A woman, a girl: she who had come in the place of a son. She stared down at her clothes. Work clothes, they were. Men's clothes. So? They adapted well to the myriad daily tasks. Someone had to do those jobs, after all, and she was damned if she'd let any of the Paxtons rise to the role. She was willing to let them be responsible for what she couldn't physically accomplish, and equally willing to cook for them as agreed upon, but no more. Their alliance was one of convenience only, and should never go beyond that. And for one single unforgivable reason: True Paxton had prevented her from avenging her father's death.

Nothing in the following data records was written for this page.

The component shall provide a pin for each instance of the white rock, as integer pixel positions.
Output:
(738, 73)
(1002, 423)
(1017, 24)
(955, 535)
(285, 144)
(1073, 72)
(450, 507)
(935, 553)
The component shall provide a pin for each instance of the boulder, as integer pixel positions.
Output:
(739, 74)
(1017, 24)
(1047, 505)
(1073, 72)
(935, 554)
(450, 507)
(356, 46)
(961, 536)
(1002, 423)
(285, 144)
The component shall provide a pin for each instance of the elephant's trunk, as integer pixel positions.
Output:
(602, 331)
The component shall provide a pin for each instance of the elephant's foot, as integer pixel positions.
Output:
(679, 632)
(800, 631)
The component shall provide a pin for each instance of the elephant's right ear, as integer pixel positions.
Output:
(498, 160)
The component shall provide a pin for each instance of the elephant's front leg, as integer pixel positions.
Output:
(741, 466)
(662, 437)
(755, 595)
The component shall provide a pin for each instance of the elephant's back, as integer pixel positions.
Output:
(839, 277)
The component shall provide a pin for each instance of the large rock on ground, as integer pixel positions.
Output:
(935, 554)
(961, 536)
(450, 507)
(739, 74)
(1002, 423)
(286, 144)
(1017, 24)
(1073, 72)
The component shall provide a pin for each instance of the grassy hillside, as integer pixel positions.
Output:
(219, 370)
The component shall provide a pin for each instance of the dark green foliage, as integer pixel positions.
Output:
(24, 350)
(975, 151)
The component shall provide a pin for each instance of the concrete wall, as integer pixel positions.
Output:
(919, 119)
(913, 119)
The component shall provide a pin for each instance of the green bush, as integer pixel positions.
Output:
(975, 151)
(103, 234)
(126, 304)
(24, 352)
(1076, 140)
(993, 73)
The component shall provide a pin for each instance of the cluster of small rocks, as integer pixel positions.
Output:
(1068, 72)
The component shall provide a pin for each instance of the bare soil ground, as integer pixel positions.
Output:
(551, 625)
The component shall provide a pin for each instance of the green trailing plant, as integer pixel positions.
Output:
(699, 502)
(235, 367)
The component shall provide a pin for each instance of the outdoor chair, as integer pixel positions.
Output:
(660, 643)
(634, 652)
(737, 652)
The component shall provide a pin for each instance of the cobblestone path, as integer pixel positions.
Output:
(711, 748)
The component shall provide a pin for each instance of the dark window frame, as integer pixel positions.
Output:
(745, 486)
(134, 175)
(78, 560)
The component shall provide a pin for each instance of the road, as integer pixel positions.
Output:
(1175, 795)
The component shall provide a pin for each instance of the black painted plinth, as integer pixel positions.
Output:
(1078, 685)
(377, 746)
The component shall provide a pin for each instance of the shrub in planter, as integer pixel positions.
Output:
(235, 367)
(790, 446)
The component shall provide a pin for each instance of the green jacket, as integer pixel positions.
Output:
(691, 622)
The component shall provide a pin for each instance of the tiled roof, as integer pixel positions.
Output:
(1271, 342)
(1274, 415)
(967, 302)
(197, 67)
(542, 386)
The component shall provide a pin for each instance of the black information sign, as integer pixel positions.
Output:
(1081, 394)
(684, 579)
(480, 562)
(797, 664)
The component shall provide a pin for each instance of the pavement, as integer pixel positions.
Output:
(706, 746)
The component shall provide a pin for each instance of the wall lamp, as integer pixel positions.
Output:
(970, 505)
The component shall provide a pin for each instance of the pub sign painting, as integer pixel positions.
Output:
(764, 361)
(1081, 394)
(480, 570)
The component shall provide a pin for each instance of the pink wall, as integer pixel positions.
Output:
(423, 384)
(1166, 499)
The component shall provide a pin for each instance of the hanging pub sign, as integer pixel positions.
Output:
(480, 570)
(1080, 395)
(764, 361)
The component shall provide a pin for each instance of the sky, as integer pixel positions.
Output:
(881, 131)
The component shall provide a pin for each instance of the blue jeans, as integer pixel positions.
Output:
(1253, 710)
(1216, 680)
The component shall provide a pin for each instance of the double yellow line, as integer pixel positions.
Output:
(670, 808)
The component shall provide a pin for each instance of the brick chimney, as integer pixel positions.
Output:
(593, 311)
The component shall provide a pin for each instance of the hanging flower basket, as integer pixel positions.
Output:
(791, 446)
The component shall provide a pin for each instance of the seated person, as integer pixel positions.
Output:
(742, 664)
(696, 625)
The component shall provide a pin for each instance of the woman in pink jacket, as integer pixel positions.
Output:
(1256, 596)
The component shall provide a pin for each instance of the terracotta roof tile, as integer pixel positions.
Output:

But the argument was assailable, as well she knew. The past three weeks had tempered her grief and anger with understanding. The incontrovertible truth was that True had probably saved her life. Then why did she resent him so, with his bold bronzed face and unkempt, wind-curled hair and pale azure eyes set in that serious face? Why did she turn her back on him, answer him grudgingly if at all, refuse even his thanks at the end of each meal? Why did she find it so uncommonly difficult just to be civil? True hadn't sought her out, after all. He had simply been nearby during her moment of foolishness. Fortune, not he, had thrown them together. It was childish to blame him for all her troubles.

Nor was there anyone else to blame, she thought, emerging from the trees and finding herself on a bluff overlooking the river. Not her father, though temptation was great, or her mother or sister or even herself. Nudged hither and yon by unseen and unforeseeable forces, events unfolded willy-nilly. People were people, met and interacted according to rules so complex as to be incomprehensible. As well to blame the wind for bending the tree or the cat for eating the robin. Exhaling softly and overcome by the enormity of life, Elizabeth leaned against the trunk of a lightning-blasted tree and, in the same instant, realized she shared her solitude with another. True Paxton had preceded her to this very spot and stood but a few feet from her. The sigh froze on her lips. She forced herself to look straight ahead across the river, and to ignore him.
See. The moon is nearly full.
A gentle breeze tugged at her hair.
That cloud churning through Cassiopeia looks remarkably like a tiny dog.
The long grass rustled underfoot.
I
wish I'd put on one of my dresses. The yellow one, I think.
She caught herself and frowned.
Now why should I think a thing like that? For him? Really …

Suddenly the night turned emerald. Startled, Elizabeth looked up to see a glob of green fire arc across the sky like a miniature sun racing to violent extinction. She cried out involuntarily and, in the lingering afterglow of the shooting star, found herself in True's arms. Frightened by his touch, yet somehow not wanting him to let her go, she tilted her head and tried to say his name, only to be stopped as his lips met hers.
Impossible. Impossible!
Her breasts crushed against his chest. Her arms rose of their own volition to wrap around him. Her fingers dug into the bunched muscles beneath his shirt. Her soul, soaring, searched among the stars. Far, far below, the tiny world hung suspended and motionless in space. Elizabeth fought for control, surrendered, fought again, and thought she must have won, for the kiss had ended and True was looking down at her intently.